Join Dr. Patrick McCormick at Christ the King Church for a timely lecture on climate change and human migration. This annual Newman lecture will open conversation about some of the issues of our time with an expert on the subject. 

The lecture will take place at:

  • Christ the King Church, 1400 Gerald Avenue on October 2 @ 7:00 p.m.

 

More information on the lecture below:

Scope Statement:  Pope Francis calls for an “integral environmentalism,” uniting a care for creation with justice for the poor and welcome for the stranger. For the current global deluge of desperate refugees and migrants flooding across borders is caused in large part by human-caused climate change devastating the homelands of the world’s poor, and a just response to the immigration crisis demands addressing the underlying environmental destruction. As Scripture and Catholic Social Teaching repeatedly remind us, we must care for the land in ways that provide for the poor and the stranger, and injustice to the weak and landless will devastate the earth. So, when too many of America’s leaders and citizens call for a patriotism that abandons our duty to care for creation, practice justice for all, or welcome the stranger, we must recognize and respond to the current environmental and immigration crises by recognizing the Earth as our mother and sister and the immigrant as our neighbor – and we must love them both as bone of our bone and flesh of our flesh.

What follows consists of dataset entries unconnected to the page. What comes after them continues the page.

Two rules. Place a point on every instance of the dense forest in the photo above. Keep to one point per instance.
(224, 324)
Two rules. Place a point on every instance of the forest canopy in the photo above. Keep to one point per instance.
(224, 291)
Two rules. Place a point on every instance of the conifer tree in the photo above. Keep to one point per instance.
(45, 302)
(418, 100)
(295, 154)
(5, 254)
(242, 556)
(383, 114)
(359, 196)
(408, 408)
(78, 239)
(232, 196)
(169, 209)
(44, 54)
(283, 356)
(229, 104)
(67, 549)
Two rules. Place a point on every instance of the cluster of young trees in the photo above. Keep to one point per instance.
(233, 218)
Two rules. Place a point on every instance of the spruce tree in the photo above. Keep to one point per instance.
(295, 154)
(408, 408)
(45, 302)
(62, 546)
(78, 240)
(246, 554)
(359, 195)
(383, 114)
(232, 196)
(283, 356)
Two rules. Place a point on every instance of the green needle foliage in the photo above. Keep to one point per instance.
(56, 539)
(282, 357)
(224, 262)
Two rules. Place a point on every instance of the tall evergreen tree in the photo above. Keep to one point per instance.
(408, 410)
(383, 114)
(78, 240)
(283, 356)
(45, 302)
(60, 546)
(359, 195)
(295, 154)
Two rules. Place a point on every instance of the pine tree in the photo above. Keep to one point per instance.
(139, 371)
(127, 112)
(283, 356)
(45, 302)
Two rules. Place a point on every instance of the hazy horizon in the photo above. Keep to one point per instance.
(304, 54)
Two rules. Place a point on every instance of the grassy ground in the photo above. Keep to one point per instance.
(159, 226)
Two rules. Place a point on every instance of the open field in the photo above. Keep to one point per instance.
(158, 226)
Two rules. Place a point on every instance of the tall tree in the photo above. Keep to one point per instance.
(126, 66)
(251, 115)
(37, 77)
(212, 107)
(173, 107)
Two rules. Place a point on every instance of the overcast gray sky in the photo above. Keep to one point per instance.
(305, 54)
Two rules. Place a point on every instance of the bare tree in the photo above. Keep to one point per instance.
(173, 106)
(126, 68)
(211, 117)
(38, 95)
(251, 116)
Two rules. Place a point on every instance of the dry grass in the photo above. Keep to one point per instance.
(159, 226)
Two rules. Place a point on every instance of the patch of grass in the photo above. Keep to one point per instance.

Short bio:  Patrick T. McCormick, S.T.D. Professor of Christian Ethics, Gonzaga University. 
Patrick McCormick received his doctorate in Moral Theology from the Gregorian University (Rome), did a postdoctoral fellowship in Bioethics at the Cleveland Clinic, and is Professor of Religious Studies at Gonzaga University in Spokane, Washington, where he has taught Christian Ethics and Catholic Social Teachings since 1994. He is the author of God’s Beauty: A Call to Justice and A Banqueter’s Guide to the All Night Soup Kitchen of the Kingdom of God, and the co-author of two textbooks on Christian Ethics. He has published dozens of essays on Catholic Social Thought, over 200 columns on Christianity and Culture, and given presentations, workshops and retreats on Catholic Social Teachings at colleges, universities and dioceses throughout the US and in Canada, Australia and Brazil. He is currently preparing to write a textbook on religious ethics and food.